Tips for building integrations

This section offers a set of tips for developers to improve integrations they're working on. It combines hints, guidelines, recommendations, and tricks. This document may evolve in the future, depending on business or technical requirements for the entire platform (Elastic Package Registry, Elastic Agent, and Kibana).

elastic-package

elastic-package is a command line tool, written in Go, used for developing Elastic packages. It helps with linting, formatting, testing, and building packages. This is the official builder tool to develop Integrations. See the Getting started section to ramp up quickly and review its features.

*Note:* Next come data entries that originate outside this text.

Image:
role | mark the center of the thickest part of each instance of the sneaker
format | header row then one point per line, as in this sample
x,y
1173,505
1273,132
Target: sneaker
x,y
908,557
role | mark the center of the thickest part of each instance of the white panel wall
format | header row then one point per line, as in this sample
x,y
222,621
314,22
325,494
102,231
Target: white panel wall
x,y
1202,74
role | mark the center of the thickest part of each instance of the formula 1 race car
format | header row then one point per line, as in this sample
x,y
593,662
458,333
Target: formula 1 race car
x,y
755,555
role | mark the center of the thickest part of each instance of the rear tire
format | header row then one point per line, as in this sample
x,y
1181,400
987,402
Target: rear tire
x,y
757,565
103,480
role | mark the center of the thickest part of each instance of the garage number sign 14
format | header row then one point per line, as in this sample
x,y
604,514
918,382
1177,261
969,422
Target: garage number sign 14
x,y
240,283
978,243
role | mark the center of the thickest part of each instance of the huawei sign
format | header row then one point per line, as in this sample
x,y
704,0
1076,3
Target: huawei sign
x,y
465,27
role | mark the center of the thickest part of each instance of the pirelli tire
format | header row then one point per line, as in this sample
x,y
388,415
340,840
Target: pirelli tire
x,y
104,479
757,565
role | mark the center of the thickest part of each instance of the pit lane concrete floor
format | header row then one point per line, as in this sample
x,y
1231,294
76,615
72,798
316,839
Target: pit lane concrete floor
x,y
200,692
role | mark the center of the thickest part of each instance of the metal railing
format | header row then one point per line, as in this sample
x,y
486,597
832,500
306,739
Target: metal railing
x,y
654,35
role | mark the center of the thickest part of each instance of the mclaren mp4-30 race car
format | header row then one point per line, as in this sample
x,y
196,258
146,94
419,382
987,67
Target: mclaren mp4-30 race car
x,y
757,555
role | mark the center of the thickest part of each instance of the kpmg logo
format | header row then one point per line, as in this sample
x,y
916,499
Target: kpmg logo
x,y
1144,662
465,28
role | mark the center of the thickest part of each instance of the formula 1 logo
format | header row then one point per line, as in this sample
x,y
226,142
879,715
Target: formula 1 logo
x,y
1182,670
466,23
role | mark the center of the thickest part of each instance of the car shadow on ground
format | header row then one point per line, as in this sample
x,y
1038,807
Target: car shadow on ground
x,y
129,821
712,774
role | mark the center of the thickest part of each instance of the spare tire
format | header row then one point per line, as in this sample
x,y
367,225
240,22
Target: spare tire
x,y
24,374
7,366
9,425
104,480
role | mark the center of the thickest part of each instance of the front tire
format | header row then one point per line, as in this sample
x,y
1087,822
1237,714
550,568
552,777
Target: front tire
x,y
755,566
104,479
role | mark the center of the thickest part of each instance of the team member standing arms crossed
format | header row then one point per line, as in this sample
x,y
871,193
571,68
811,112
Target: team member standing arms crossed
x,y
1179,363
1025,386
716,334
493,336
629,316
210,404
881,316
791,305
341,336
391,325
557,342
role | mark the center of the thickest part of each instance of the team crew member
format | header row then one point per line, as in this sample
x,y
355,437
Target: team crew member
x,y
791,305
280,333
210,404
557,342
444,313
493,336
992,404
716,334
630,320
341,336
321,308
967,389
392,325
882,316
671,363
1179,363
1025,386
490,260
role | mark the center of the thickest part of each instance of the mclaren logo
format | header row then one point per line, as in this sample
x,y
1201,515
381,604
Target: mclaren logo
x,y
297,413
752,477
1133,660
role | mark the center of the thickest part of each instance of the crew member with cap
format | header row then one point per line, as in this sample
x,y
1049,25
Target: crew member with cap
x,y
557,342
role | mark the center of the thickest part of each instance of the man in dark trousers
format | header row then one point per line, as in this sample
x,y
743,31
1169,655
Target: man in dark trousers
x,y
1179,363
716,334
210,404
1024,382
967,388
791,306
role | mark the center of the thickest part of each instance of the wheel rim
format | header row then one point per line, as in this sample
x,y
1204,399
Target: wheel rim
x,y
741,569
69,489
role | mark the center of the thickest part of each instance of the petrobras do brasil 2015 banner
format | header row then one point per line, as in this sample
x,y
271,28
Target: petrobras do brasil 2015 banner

To use the revision of elastic-package in the correct version (the same one the CI uses), which is defined in go.mod, use the following command (in the Integrations repository):

		$ go build github.com/elastic/elastic-package
$ ./elastic-package help

New integrations

Manifest files

Set the initial version to 0.1.0.

Tagging the integration with a lower version, like 0.0.1, means that it's at a very early stage and most likely doesn't work at all. It might be partially developed.
Select one or two categories for the integration.

The list of available categories is present in the Package Registry source: https://github.com/elastic/package-registry/blob/1dd3e7c4956f7e34809bb87acae50b2a63cd7ad0/packages/package.go#L29-L55
Make sure that the version condition for Kibana is set to +^7.10.0+ and not >=7.10.0. Otherwise, the package is also in 8.0.0 but there is no certainty it will be compatible with >= 8.0.0.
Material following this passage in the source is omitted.